I usually have lunch in one of my restaurants, the one I feel that will be the most relaxed. It is a good opportunity to try new dishes and give feedback. I invariably end up in the kitchen afterwards to have a quick informal chat with the chefs. I prefer the informal approach – generally far more effective, I find. Today I chatted to Jean-Denis, the head chef from the gastronomic restaurant at Sketch, The Lecture Room.

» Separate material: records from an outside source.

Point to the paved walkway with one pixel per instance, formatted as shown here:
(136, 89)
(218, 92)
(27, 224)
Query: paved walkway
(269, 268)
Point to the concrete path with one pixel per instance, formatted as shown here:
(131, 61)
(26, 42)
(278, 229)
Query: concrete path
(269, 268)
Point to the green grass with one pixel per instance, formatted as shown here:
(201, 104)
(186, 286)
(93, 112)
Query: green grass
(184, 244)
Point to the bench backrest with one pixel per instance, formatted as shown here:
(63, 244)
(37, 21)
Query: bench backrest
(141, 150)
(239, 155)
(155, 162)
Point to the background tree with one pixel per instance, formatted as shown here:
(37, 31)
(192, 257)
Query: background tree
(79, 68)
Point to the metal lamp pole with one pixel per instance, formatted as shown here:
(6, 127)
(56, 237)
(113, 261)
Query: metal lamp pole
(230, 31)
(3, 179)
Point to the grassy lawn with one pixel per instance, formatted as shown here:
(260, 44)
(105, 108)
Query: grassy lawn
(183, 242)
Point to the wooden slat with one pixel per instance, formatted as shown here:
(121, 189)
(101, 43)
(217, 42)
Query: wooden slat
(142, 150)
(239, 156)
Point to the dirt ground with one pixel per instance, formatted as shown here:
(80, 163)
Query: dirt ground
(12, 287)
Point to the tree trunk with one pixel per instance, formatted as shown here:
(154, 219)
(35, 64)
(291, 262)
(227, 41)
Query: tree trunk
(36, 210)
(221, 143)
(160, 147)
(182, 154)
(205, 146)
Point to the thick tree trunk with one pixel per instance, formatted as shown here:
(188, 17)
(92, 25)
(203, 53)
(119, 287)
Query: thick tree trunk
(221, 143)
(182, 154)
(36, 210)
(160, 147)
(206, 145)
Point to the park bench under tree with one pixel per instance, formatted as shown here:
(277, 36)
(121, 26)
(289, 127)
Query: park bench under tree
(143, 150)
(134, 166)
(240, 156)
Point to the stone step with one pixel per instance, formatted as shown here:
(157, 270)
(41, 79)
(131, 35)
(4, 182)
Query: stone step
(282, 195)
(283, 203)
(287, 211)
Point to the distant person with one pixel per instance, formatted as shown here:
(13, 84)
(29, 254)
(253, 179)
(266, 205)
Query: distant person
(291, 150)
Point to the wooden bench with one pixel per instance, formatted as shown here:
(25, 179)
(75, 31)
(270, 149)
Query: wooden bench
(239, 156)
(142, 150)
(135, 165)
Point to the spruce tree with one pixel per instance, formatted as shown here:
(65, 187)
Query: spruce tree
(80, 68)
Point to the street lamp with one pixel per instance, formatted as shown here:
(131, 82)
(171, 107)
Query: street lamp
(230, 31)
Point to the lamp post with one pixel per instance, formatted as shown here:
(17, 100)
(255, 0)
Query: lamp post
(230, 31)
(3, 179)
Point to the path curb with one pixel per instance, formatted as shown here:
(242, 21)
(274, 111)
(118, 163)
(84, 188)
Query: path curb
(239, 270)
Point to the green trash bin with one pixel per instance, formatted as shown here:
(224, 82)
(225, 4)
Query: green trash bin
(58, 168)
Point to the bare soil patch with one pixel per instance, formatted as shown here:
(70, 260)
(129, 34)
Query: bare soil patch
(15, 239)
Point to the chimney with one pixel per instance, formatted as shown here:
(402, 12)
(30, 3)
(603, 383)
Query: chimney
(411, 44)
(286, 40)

The rest of the day was devoted to fabric, as I then met my friend Juliette to discuss the new upholstery of The Parlour at Sketch. Juliette is just brilliant. We organised a reception in Venice a couple of years ago. It was crazy because of the necessity of shipping everything through the canals but we managed it, did well and had lots of fun (only problem, no one had a decent camera, so no souvenirs). I love working with Juliette because I totally trust her taste and know that when she is in charge of a project, she will lead it perfectly till the end. I don’t even know if people notice that The Parlour is in constant evolution. The thing is that the atmosphere in the bar gets crazy at night and furniture breaks regularly. I have a maintenance guy only dedicated to this room but I would not change it in a million years because it is the way I like things to work for my venues. To witness that there is a vibrant energy of partying people – going out I believe is not all about looking smart and tight-assed; that would be so boring.

Finally I returned to my office to meet the designers for the Martin Creed project because looming Christmas makes December very short and there is still so much to do before the holidays.

Far from finishing my day there, I returned home to have dinner with Robin, another friend who has been working with me for nearly 10 years, programming the DJs and parties in general for The Parlour. Then we went to Amanda Levete’s party in Victoria Gardens. It was great fun, lots of people I had been keen to see for ages.